(credit: Josh Chadwick/WWJ, artist rendering/Transport Canada) PART 2 of 3
Could a vote by the Michigan on a new bridge — be literally water under the new international crossing? WWJ’s Kathryn Larson went to Windsor, where Canadian Officials tell her they are confident that this bridge won’t be one to nowhere.
As the trucks barrel across the Ambassador Bridge, big plans are in the works for another span across the Detroit River.
“If there was no money to be had, the existing proponents of the Ambassador Bridge wouldn’t be fighting so hard to keep their monopoly,” said Windsor Mayor Eddie Francis.

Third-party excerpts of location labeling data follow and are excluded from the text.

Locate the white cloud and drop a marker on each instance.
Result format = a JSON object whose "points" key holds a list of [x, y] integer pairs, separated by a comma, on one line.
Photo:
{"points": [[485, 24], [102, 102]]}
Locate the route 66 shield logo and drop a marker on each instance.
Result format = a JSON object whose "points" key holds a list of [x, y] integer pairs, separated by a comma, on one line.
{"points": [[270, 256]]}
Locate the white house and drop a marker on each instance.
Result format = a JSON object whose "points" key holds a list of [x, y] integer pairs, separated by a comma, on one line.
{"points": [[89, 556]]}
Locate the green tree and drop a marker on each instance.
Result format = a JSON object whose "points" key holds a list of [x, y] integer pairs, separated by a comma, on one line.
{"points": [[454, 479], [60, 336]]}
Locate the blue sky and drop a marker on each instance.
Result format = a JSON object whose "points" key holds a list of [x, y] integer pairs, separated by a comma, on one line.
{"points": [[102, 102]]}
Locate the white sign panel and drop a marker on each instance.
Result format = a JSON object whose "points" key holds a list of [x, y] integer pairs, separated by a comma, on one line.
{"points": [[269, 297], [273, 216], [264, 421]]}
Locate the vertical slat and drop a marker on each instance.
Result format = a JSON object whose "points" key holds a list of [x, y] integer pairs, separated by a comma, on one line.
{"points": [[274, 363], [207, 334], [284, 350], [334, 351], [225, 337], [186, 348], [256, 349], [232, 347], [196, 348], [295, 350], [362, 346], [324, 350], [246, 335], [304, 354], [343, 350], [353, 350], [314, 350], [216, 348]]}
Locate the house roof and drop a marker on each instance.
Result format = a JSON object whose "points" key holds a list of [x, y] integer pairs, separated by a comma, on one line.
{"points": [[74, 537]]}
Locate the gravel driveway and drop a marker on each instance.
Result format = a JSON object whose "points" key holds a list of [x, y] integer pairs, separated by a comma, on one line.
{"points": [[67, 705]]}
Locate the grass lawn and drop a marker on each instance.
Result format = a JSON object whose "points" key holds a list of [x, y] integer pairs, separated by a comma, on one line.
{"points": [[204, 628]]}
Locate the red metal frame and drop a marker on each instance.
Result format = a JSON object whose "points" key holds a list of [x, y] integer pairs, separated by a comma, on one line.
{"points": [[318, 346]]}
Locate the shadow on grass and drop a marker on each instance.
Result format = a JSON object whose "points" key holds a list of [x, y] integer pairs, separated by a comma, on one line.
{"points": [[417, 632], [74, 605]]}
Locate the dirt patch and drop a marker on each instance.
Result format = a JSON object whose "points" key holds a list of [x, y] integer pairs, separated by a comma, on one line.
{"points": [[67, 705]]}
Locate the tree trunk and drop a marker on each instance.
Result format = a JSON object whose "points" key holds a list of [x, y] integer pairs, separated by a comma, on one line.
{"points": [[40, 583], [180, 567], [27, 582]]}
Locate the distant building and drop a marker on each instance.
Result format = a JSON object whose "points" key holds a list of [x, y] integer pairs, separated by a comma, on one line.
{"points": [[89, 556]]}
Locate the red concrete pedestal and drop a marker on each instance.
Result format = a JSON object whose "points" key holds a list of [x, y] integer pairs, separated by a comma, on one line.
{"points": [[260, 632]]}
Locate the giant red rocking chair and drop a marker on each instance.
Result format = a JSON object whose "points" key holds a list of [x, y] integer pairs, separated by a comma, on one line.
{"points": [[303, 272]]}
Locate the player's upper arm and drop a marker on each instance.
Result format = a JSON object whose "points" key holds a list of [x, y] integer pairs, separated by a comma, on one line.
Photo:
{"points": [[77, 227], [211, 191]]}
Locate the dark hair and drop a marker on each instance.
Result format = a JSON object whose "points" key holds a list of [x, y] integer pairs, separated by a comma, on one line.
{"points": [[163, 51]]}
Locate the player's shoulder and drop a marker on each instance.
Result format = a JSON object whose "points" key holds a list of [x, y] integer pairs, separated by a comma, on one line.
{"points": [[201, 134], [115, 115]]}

In his office, the city’s youngest mayor says the only hang up with the new international crossing is this upcoming Michigan election. But he’s not too worried about voters making what he says is the right decision.
“I think there’s a lot of confidence that people will be able to separate fact from fiction and when people are able to do that from that perspective, they’ll come to the conclusion that the right thing is to support a project that gets a shovel in the ground, that gets the economy and jobs created right away, that stimulates the economy,” he said.
The city of Windsor says already the International Bridge Project is a success story, and that’s because projects that are funneling into it — like the Windsor Essex Parkway — have created jobs. So far, 15 percent unemployment rate has dipped to 9 percent in the last year, and officials say those numbers will continue to fall as that bridge comes closer to a reality.
“Those are 12,000 jobs that are already at work. Those are 12,000 jobs that for the past year have been generating economic stimulus,” said Francis.
And as for Michigan jobs, Francis says there will be thousands more created on our side of the border.
“At the end of the day, I haven’t heard an argument yet that basically says that we should not do this because we don’t need the jobs. I think everybody agrees that we need the jobs. I’ve not heard an argument that says we shouldn’t do this because we don’t need this economic safety net of good infrastructure for the medium or long-term. Nobody said that because everybody understands and recognizes that it’s important,” he said.
As for payment for the bridge, Francis says it’s payback time.
“When the Blue Water Bridge was built in Port Huron, the U.S. Government and the state of Michigan advanced Canada the funds. So, this is our way of saying, you know, you’ve done it for us and now we’re doing it for you. Canadians didn’t get taxed, Americans don’t get taxed,” he said.